Brady Corbet e il producer Andrea Poli. @THR, 2025
Andrea, iniziamo da The Brutalist. Qual era la sua qualifica? E che cosa avete fatto, esattamente, nel film?
Abbiamo gestito tutta la parte produttiva del set italiano. Abbiamo individuato le location adatte, insieme alle location manager, Sara Moretti e Simona Serafini, e all’assistente alla produzione Andrea Galavotti. Se vuoi la dicitura ‘precisa’, ero ‘italian unit production manager’.
Avete tenuto contatti con la Film commission, immagino…
Sì: con Raffaella Conti, Elisa Favilli ed Elisa Giusti. E poi abbiamo fornito attrezzature, organizzato i trasporti, fornito operatori steadicam, e molte altre cose pratiche.
Complicate, perché le cave di marmo non sono facilmente raggiungibili.
Si trattava praticamente di girare su dei costoni di roccia, in montagne già poco agevoli da raggiungere in condizioni normali: figuriamoci portarci una troupe di un centinaio di persone, e cineprese con pellicola 70millimetri! Abbiamo girato in Vistavision, praticamente con lo stesso standard di Hitchcock!
La fase di preparazione che cosa comporta?
Dapprima abbiamo avuto una call su Zoom, con il regista e i suoi collaboratori. Ci hanno spiegato l’idea a grandi linee, ci siamo subito entusiasmati: poi ci è arrivata una sceneggiatura del film. Poi è arrivato Brady Corbet, e abbiamo inziato i sopralluoghi.
Com’è andata?
Brady è un ragazzo di trentacinque anni, che ha una passione enorme, ha voglia di lavorare. C’è da scalare la roccia? Ci spelleremo le mani e ci spaccheremo le ginocchia? E che problema c’è? Si va! Questo era il suo atteggiamento. 4-
[foto di Brady Corbet e Andrea Poli]
Vi siete arrampicati molto?
Consigliati dai cavatori di marmo, siamo arrivati in luoghi riservati, praticamente segreti, delle cave. Abbiamo visto cose…
Lei è anche direttore della fotografia. È stato difficile girare, mantenere l’equilibrio nella esposizione, con tutto quel bianco?

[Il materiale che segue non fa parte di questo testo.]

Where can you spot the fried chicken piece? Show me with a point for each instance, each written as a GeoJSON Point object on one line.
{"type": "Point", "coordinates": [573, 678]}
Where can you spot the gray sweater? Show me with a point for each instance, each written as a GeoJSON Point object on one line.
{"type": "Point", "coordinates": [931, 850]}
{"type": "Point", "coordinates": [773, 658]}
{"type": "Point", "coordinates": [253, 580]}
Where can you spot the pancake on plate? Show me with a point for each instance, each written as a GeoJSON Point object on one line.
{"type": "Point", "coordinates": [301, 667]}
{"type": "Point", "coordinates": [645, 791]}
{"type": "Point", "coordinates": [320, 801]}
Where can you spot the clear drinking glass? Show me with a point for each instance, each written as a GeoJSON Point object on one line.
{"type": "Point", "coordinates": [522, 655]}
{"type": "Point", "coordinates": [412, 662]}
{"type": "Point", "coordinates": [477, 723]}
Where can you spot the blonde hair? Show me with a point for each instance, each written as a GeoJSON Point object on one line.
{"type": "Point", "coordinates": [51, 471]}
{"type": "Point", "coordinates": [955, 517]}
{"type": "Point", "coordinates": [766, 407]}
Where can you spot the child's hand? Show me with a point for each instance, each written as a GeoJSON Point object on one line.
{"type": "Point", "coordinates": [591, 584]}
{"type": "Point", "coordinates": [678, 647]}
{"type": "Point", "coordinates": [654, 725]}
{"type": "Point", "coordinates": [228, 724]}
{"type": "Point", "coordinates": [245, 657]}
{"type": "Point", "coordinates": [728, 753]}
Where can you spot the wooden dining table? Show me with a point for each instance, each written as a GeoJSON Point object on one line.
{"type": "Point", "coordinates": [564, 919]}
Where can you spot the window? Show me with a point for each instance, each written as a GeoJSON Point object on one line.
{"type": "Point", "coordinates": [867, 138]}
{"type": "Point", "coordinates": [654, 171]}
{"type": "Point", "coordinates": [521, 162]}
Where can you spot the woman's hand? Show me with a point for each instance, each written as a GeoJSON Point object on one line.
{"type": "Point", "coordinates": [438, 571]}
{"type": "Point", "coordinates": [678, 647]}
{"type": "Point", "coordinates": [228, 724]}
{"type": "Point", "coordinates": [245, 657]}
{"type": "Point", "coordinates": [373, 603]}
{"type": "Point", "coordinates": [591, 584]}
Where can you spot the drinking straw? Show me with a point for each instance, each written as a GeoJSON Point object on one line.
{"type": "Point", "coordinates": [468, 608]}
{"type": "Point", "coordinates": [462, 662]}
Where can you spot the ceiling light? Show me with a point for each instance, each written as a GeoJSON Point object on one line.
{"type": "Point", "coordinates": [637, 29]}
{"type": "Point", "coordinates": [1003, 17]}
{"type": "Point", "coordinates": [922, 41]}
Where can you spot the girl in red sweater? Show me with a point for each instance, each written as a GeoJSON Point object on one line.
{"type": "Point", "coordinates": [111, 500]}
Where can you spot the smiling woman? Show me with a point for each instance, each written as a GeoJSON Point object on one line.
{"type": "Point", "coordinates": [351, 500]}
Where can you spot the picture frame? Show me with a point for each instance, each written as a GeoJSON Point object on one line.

Abbiamo avuto fortuna: quando si è girato con Adrien Brody e Guy Pearce pioveva, ed eravamo immersi letteralmente nelle nuvole. C’era una nebbia biancastra, il pavimento delle cave bianco, sembrava di essere in un sogno di Fellini.
Le condizioni climatiche, in generale, come erano?
Assurde. Pioveva, un freddo bestiale, eravamo in condizioni di estrema difficoltà. Ma così come lo soffrivamo noi, lo soffrivano gli attori, il regista…
Ricorda uno di quei momenti di sofferenza?
Con Adrien Brody, stavamo girando con la ‘marmorina’, il fango bianco, fino alle caviglie. Pioggia, un freddo tremendo. Chiedo: Adrien, hai bisogno di qualcosa? ‘No no, non ti preoccupare, sto benissimo, stiamo andando alla grande’. E so che tremava di freddo, quasi non riuscivamo a camminare, nessuno di noi. Ma Adrien mi ha voluto rassicurare, e dirmi ‘sto bene, va tutto bene, andiamo alla grande’. Ecco perché, in vent’anni che faccio questo mestiere, questa è stata l’esperienza umana più bella.
Come racconterebbe i suoi vent’anni di lavoro?
Sono cresciuto portando le valigette e i cavi, da ragazzo di bottega delle produzioni. E ho proseguito, sempre e solo per passione. Adesso possiamo realizzare un film dall’A alla Z.
Un’ultima cosa: l’Emmy dove lo tiene? In ufficio?
No: se devo essere sincero, ce l’ho in casa!